Why is patient safety and quality improvement excluding so many groups with the poorest health outcomes, asks Josephine Ocloo
Current evidence across clinical commissioning groups and NHS England shows that the dominant demographic in terms of patient and public involvement in the work of the NHS tends to be white, middle class, educated and older people. Why do patient safety and quality improvement processes frequently exclude so many groups who also often have the poorest health outcomes?
On 25 January 2018, an event called From tokenism to empowerment: improving quality and safety for patients and public through diversity in participation, attracted a range of national and international speakers and patients and the public to explore this question.
Organised by NHS England, and supported by King’s College London, The Health Foundation and the The National Institute for Health Research Collaboration for Applied Health Research and Care South London, it was the first event of its kind in the field of patient safety and quality.
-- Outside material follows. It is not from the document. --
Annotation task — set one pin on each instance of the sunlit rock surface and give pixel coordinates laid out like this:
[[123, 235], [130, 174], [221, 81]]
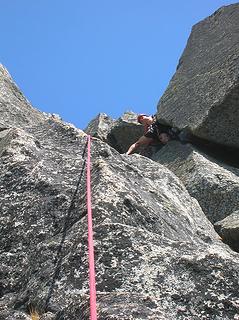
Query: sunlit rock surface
[[157, 255], [203, 94], [213, 183]]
Caroline Dinenage, the new minister of state at the Department of Health and Social Care, opened the event and echoed conclusions from my published paper about the importance of finding ways to genuinely involve and support a greater diversity of individuals in healthcare processes, allowing them to work in partnership to genuinely influence decision making.
Inequalities in health treatment
In my keynote address, I outlined longstanding evidence about a range of groups that routinely face discrimination in their care, making them more at risk of harm. These groups are also least likely to be involved in improvement processes. For example, we know that those with learning disabilities face institutional discrimination that results in premature deaths and poorer quality healthcare for these individuals.
Equally, in 2015-16, 15.3 per cent of people from black or black British minority groups in contact with mental health/learning disability services spent at least one night in hospital. This was higher than any other ethnic minority group and more than double the rate for white adults (5.6 per cent).
In 2014-15, 40.1 per cent of people who stayed in a mental health hospital were detained under the Mental Health Act. Of these, 56.9 per cent were black or black British, 50.4 per cent Asian or Asian British and 37.5 per cent from white ethnic groups.
In 2014, white British people were most likely to report receiving psychological therapy (13.3 per cent), while black adults had the lowest treatment rate (6.2 per cent) and were least likely to finish it when referred.
While race based social and economic disadvantage has been identified as being at the root of ethnic differences, racial injustices in forensic psychiatry come in for particular criticism for the way that black people have faced “complex, coercive and adverse pathways, into, through and out of mental healthcare… with poorer access to effective interventions and poorer outcomes”.
Unequal access to cancer services
Another highlighted area of inequality related to data showing cancer and diagnosis analysed by ethnicity in the period 2006-13. This showed that when it comes to the two week wait pathway – in which a GP suspects cancer and makes an “urgent referral” so that the patient is seen by a specialist within two weeks – white people were more likely to see their GP one or two times and then be referred.
In developing systems of quality, safety of care and patient experience in the future, there is a need for a much wider distributed leadership to establish practical approaches based on addressing diverse needs
In contrast, mixed, Asian, black, Chinese and other groups were found to have more consultations with their GP prior to referral to cancer services. The difference in experience was greatest in black and Asian groups. Ultimately, the white population was most likely to be referred to cancer services through the two week wait pathway than other minority ethnic populations.
These examples were particularly strong in highlighting inadequate or adverse care that could lead to adverse outcomes. Broader areas of health inequalities were also highlighted as needing further investigation to understand the higher risks that particular groups face and how these could be addressed.
For example, rates of maternal mortality vary by age, socioeconomic status and the ethnic background of women, all of which are known to be independently associated with an increased risk of maternal death. The risk of maternal death is significantly higher among women from black minority ethnic backgrounds compared with white women.
Higher rates of myocardial infarctions, diabetes and stroke are also particularly prevalent among UK South Asian, black African and African Caribbean groups compared to the white UK population.
These issues highlight the safety implications of not addressing inequalities and discrimination in healthcare processes. Yet, discussion about the higher risk of being harmed faced by some groups has been absent to date in the field of patient safety. This omission has considerable implications for the individuals affected, and impacts on the wider system in terms of the costs of not addressing these problems.
Everyone should have the same right to be safe and to be involved in their care. In developing systems of quality, safety of care and patient experience in the future, there is a need for a much wider distributed leadership to establish practical approaches based on addressing diverse needs, which encourages and supports truly inclusive participation for all, including healthcare staff, in finding solutions to these problems.